Il soupira, n’aimant pas savoir sa jeune femme loin de lui. Et ce temps n’arrangeait rien. La neige était tombée, drue, durant la nuit et tout était recouvert d’un épais manteau blanc immaculé. Malgré l’insécurité du temps, Hea mettait un point d’honneur à se rendre tous les cinq jours dans chaque des trois villages alentours afin de soigner les villageois. Bien sûr qu’Isael était fier d’elle et de ce qu’elle accomplissait chaque jour mais il avait terriblement peur à chaque fois. Que ferai-t-il si une nuit sa femme ne rentrerait pas ?

—Fais attention à toi et à Sylphana, les chemins glissent.

—Je ferais bien attention, comme je l’ai toujours fait, ne t’inquiète donc pas. Nous reviendrons en un seul morceau, je te le jure.

La jeune femme prit le visage torturé de son mari dans ses mains et baisa ses lèvres pleines. Il finit par lui sourire et la serrer contre lui. Lorsqu’elle ouvrit la porte, le froid s’insinua dans toute la demeure et aussi dans ses vêtements malgré les épaisseurs qu’elle portait. Hea tremblota. Elle se retourna, souffla un baiser à son mari tandis qu’elle refermait la porte, derrière elle. Les écuries, attenantes à leur demeure, abritaient sa monture. Elle ouvrit la lourde porte de bois clair et souriait, envoyant leurs chevaux, somnolant. Ces derniers, reconnaissant leur jeune maîtresse, l’accueillirent dans un concert de hennissements, joviales. Ils reçurent de sa main quelques caresses, avant qu’elle n’aille voir sa jument, un cadeau de son mari. Sa jument à la robe blanche comme la neige qui tourillonnait, hier encore, occupait la stalle la plus au fond. La jeune femelle était bien plus rapide que ces homologues masculins. Hea ne doutait point qu’elle aurait raflé tous les prix des concours d’équitation mais c’était une femelle. Et les demoiselles, humaines comme équidés, n’ont point le droit de concourir. Hea prit son temps afin de la panser. La jument fut scellée. Hea se pencha à l’oreille de sa monture.

—Ma petite demoiselle, nous allons faire une balade, chuchota-t-elle comme un secret, mais ne le répète pas, nous risquerions de rendre Phetch, Usy et Heven, jaloux.

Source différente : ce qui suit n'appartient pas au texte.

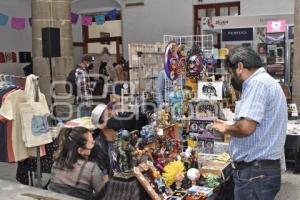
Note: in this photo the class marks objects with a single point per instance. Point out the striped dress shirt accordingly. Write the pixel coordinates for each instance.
(263, 101)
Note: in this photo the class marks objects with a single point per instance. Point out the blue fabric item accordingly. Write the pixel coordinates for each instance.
(39, 125)
(3, 129)
(257, 183)
(100, 19)
(3, 19)
(162, 92)
(263, 101)
(113, 14)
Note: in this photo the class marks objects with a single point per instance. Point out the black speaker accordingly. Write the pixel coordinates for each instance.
(51, 42)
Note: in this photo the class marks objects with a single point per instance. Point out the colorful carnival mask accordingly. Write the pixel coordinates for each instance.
(194, 63)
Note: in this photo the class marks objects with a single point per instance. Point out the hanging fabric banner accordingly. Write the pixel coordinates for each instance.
(3, 19)
(100, 19)
(113, 14)
(18, 23)
(30, 21)
(86, 20)
(74, 18)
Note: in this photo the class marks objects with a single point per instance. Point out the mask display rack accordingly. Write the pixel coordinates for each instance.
(205, 44)
(20, 81)
(145, 63)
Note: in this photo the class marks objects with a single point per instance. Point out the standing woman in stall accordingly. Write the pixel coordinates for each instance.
(72, 173)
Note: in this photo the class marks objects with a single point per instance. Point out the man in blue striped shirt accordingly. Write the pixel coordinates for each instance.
(259, 131)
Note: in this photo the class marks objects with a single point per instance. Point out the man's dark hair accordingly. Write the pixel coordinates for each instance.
(245, 55)
(70, 139)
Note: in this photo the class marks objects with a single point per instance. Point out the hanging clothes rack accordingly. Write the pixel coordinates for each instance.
(20, 82)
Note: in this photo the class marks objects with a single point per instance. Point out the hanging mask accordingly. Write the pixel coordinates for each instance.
(194, 63)
(115, 123)
(91, 66)
(237, 84)
(171, 61)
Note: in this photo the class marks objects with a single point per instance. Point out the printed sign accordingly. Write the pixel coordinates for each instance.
(241, 34)
(210, 90)
(291, 32)
(276, 26)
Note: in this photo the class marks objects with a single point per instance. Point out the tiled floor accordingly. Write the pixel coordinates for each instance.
(289, 190)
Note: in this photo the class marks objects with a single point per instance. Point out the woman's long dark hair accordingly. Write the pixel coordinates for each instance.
(70, 139)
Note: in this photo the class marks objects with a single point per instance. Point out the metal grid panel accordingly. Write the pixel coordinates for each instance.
(205, 43)
(145, 68)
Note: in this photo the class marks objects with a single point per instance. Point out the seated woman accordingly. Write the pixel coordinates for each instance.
(105, 135)
(72, 173)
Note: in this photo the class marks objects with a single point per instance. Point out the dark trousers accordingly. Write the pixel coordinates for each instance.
(257, 182)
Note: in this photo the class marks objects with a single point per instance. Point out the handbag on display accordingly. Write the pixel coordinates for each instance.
(35, 127)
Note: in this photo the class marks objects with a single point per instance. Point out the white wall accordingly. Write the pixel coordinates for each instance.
(15, 40)
(267, 7)
(148, 23)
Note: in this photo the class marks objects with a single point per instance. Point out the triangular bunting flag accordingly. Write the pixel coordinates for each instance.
(113, 14)
(74, 18)
(3, 19)
(100, 19)
(18, 23)
(30, 21)
(86, 20)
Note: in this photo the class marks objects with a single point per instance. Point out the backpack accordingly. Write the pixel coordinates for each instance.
(71, 82)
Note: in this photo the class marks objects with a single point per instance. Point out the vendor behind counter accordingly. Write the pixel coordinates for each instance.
(106, 133)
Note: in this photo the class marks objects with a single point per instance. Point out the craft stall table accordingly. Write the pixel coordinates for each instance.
(13, 191)
(292, 144)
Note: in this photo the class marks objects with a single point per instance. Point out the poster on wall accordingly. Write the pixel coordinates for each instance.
(275, 38)
(2, 57)
(260, 34)
(240, 34)
(262, 48)
(210, 90)
(25, 57)
(10, 57)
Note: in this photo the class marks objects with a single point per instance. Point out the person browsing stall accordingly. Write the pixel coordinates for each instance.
(72, 173)
(84, 88)
(104, 153)
(259, 132)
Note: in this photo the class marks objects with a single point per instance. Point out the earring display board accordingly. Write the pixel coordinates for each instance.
(145, 62)
(276, 54)
(203, 43)
(210, 90)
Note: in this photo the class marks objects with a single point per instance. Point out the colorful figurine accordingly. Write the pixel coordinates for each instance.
(125, 151)
(159, 182)
(193, 174)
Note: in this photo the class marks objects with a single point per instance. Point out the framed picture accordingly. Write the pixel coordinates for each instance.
(151, 181)
(279, 55)
(210, 90)
(262, 48)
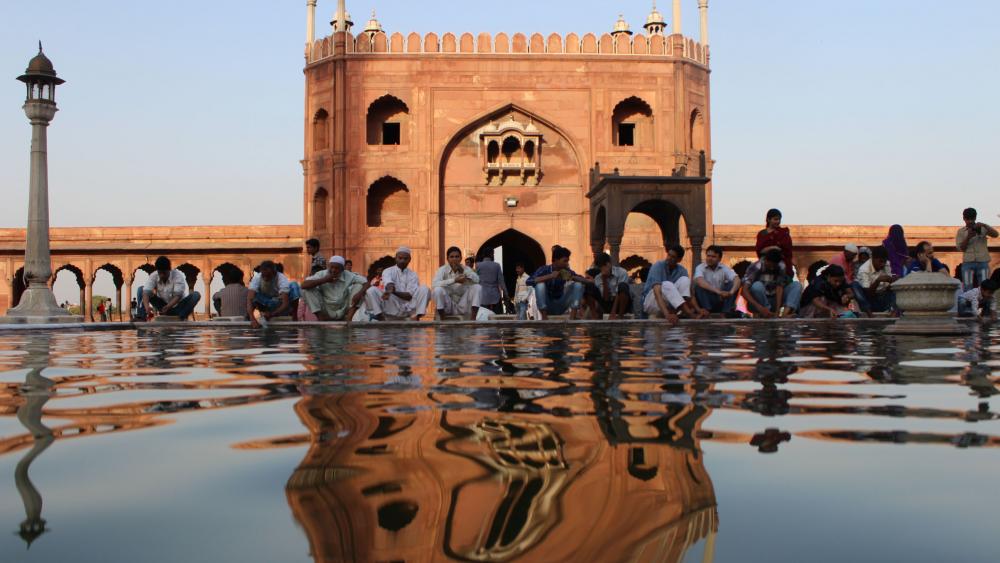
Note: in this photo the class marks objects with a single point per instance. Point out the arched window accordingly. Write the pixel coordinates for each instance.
(319, 209)
(321, 130)
(511, 148)
(388, 204)
(632, 123)
(388, 117)
(697, 132)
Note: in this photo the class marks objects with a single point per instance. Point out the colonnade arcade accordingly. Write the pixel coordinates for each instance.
(125, 277)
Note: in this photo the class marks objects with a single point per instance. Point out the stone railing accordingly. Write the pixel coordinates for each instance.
(674, 46)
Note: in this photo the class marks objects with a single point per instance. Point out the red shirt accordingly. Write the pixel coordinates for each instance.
(780, 237)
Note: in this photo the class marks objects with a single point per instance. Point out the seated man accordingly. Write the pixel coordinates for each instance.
(231, 301)
(828, 296)
(716, 285)
(401, 296)
(609, 293)
(871, 289)
(978, 302)
(769, 290)
(272, 293)
(456, 288)
(316, 258)
(668, 289)
(924, 260)
(334, 293)
(845, 259)
(557, 288)
(163, 293)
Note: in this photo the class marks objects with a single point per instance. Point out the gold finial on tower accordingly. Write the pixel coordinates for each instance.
(621, 26)
(655, 25)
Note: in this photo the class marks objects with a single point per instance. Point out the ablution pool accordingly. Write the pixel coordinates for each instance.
(801, 442)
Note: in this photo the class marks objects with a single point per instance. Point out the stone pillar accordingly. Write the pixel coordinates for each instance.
(696, 244)
(88, 287)
(118, 303)
(127, 290)
(38, 303)
(310, 25)
(703, 11)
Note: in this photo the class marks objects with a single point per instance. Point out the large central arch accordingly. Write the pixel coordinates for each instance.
(517, 248)
(565, 169)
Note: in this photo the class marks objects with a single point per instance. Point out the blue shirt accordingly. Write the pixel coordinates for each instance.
(661, 272)
(554, 288)
(917, 266)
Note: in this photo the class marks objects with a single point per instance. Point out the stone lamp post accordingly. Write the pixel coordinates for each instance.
(38, 303)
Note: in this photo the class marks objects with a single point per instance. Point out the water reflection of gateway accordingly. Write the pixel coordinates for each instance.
(478, 486)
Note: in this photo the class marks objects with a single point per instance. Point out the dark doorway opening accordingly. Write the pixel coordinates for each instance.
(626, 134)
(18, 288)
(517, 247)
(390, 134)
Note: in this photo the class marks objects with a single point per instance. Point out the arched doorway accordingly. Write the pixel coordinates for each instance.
(511, 247)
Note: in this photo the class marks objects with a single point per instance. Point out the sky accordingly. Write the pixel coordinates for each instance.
(190, 112)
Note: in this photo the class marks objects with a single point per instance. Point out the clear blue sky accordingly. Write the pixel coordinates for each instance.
(846, 112)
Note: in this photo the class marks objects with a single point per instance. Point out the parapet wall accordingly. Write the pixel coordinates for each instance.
(673, 46)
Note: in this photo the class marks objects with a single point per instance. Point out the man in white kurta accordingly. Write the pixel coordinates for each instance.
(456, 288)
(401, 296)
(334, 293)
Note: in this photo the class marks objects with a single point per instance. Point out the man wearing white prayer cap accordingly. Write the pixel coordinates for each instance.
(456, 288)
(401, 296)
(334, 294)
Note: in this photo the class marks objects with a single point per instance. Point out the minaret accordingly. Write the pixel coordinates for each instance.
(654, 23)
(310, 22)
(703, 9)
(621, 26)
(373, 26)
(341, 21)
(38, 304)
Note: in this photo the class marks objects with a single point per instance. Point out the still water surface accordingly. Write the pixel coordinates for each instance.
(752, 442)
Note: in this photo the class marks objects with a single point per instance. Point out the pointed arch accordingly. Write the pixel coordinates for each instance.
(388, 204)
(632, 123)
(387, 121)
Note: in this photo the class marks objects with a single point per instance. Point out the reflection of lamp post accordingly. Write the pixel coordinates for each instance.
(37, 390)
(38, 304)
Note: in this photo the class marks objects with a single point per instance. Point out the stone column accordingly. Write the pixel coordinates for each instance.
(38, 303)
(88, 287)
(703, 11)
(127, 290)
(310, 25)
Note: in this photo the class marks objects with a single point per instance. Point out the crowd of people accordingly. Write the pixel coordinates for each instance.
(855, 282)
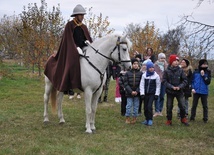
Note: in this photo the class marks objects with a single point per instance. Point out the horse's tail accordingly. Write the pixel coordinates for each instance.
(53, 100)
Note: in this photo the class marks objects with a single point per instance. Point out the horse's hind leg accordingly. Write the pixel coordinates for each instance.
(48, 88)
(60, 113)
(88, 96)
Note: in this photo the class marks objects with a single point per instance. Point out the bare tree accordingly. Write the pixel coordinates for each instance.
(203, 32)
(97, 25)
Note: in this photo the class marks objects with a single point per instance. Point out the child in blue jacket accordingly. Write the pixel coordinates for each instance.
(201, 80)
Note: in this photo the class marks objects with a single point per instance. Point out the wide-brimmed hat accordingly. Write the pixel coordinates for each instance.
(78, 10)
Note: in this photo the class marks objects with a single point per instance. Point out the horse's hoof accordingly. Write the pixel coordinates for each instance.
(61, 123)
(89, 131)
(45, 122)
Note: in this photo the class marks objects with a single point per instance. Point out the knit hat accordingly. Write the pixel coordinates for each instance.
(161, 55)
(187, 61)
(149, 64)
(202, 61)
(145, 61)
(134, 60)
(138, 56)
(173, 58)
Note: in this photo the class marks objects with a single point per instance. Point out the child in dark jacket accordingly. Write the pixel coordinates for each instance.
(149, 91)
(187, 68)
(175, 81)
(132, 82)
(200, 82)
(122, 92)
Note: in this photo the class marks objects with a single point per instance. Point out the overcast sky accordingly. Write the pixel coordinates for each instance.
(164, 13)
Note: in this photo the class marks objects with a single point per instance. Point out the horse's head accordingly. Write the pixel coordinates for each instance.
(120, 52)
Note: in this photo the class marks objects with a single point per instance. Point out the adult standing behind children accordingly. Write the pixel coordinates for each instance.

La jument fut conduite dehors avec douceur par la jeune guérisseuse qui monta vite en selle. Juste avant de talonner sa jument, elle remarqua Isael qui marchait vers les écuries. La cavalière lui souffla un baiser et talonna son cheval qui partit instantanément au triple galop. La neige valsait autour des sabots du cheval. Tout était blanc, immaculé et pur. Le paysage, était, en un mot, féerique. La neige se remit à tomber mais cette fois, c’était de minuscules flocons qui fondaient dès qu’ils étaient en contact avec la peau de porcelaine de la jeune femme. Quand elles ne furent plus qu’a un mètre de l’orée du bois, l’allure fut réduite. À présent, Sylphana était au pas afin qu’elle ne glissât pas sur les plaques de gel, dissimulé sous de la neige. À chaque fois, que la jument glissait, malgré sa faible allure, le cœur d’Hea s’accélère et son estomac se nouait de peur. La jeune femme avait un drôle de pressentiment depuis des jours. Elle n’avait aucune idée de ce qui causait sa peur irraisonnable mais elle sentait que quelque chose de mal planait, au-dessus d’eux. Elle sentait qu’au bout du chemin attendait la mort. Pour qui ? Ça, elle l’ignorait mais la mort guettait, fiévreusement et convoitait avec délice les âmes dont elle accaparait bientôt.